You can overcome some of the inherent limitations with Hadoop if you have shit-hot programmers, but as you pointed out, SMBs don't. What's more, as the traditional DB folks are being kicked out of the higher end positions thanks to Hadoop actually being useful (and cheaper) when you get to petascale, the cost of the expertise required to do Neat Things with traditional databases is plummeting.
I have on hand a handful of system that could theoretically be Hadoop nodes. They would be exceptionally shitty Hadoop nodes and they wouldn't come anywhere close to providing the compute, IOPS or network bandwidth required to do the imagery analysis discussed above. Assuming, of course, I could find a dev to program it.
The ability to use consumer hardware doesn't mean it's cheaper. It means it scales out in a more linear fashion. When you have a small scale budget, limited space, limited cooling and big requirements, Hadoop just isn't the thing.
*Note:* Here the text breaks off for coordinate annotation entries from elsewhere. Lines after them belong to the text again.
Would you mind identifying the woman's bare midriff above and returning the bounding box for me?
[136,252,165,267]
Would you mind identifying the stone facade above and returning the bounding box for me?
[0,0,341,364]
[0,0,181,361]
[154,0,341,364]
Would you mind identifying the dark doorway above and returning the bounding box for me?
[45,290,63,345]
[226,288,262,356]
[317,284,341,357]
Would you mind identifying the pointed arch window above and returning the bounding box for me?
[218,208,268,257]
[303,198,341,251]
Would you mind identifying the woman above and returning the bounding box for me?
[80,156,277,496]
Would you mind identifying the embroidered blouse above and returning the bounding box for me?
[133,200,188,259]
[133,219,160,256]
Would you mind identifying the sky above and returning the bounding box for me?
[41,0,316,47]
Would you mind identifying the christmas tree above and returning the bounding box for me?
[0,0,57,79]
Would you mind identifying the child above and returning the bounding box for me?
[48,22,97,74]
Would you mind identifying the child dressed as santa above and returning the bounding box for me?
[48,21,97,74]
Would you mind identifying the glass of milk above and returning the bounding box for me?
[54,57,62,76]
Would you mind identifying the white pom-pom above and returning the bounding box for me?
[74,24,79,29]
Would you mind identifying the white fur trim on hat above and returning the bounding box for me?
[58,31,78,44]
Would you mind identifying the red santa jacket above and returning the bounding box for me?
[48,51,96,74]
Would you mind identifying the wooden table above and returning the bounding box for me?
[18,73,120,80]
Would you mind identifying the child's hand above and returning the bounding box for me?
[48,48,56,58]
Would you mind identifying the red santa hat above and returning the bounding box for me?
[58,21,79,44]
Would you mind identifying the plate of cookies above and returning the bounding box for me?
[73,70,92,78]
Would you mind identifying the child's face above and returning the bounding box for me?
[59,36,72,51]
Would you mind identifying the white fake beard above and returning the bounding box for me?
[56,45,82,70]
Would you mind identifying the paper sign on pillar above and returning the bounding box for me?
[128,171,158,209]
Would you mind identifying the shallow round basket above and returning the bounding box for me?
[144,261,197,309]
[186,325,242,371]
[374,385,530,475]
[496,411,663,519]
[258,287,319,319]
That's the beauty Trevor, hadoop class hardware is exactly what you do have because it scales in a linear way with hardware so you can use what you have. You're right on the value of the analytics but the cost of a man to write the stuff is so prohibitive that it's a joke at the moment for an SMB to even consider. The exception being, if they can find a placement student (intern in your speak? Sorry don't know Canada, over here we often take a year out from University for work experience) who happens to be enthusiastic, very clever, and doesn't realise their true value yet. In fact, people who don't know their value will likely be the catalyst for this whole shebang.
But most businesses do better if they have analytics. Chicken and egg. So:
Step 1) Collect all the data you can
Step 2) Start interrogating it
Step 3) Alter your busienss/marketing practices based on what you discover
I have a dozen companies Microsoft could use for case studies. (Were they willing to front some hardware! I don't have hadoop-class anything lying around.) That said...a lot of these companies already do analytics. Using PHP. And MySQL. Dear god, I am about the move the FIRST of these SMBs to an SSD for the MySQL database! Standard SQL databases will hold pretty much all the data these companies actually use.
You've got a long way to go to sell me on the necessity of that. Sure, the same company we're moving to the SSD for the MySQL database has potentially 100TB of data per year coming in. Most of it, however, is imagery. Can you even imagine what you'd need to do image-based analysis to extra things like "what are most people taking pictures of" etc?
Yeah, so we stick to sales data, geographics....if we get really ambitious we could pull metadata from the images and analyse that. But where's the ROI in pulling apart the images, scanning for "pictures of babies, pictures of landscapes, pictures of cars" etc. Will knowing what people are shooting produce more of a revenue bump than the cost of the nuclear substation and small shopping mall we'd need to crunch the data?
Hadoop for SMB? WHY?
So is Intel going to configure it all for the SMBs as well? From what I can tell the barrier to using Big Data techniques is not being able to run the free open source software but rather the complete lack of people with the skills and knowledge to use the software stack. Putting it in the cloud won't help, and neither will bundling it into a distribution.
Hadoop is like Crystal Reports - it's only useful if you have a goal. Telling a CEO that you can do analytics will get you nowhere if you can't back it up with examples.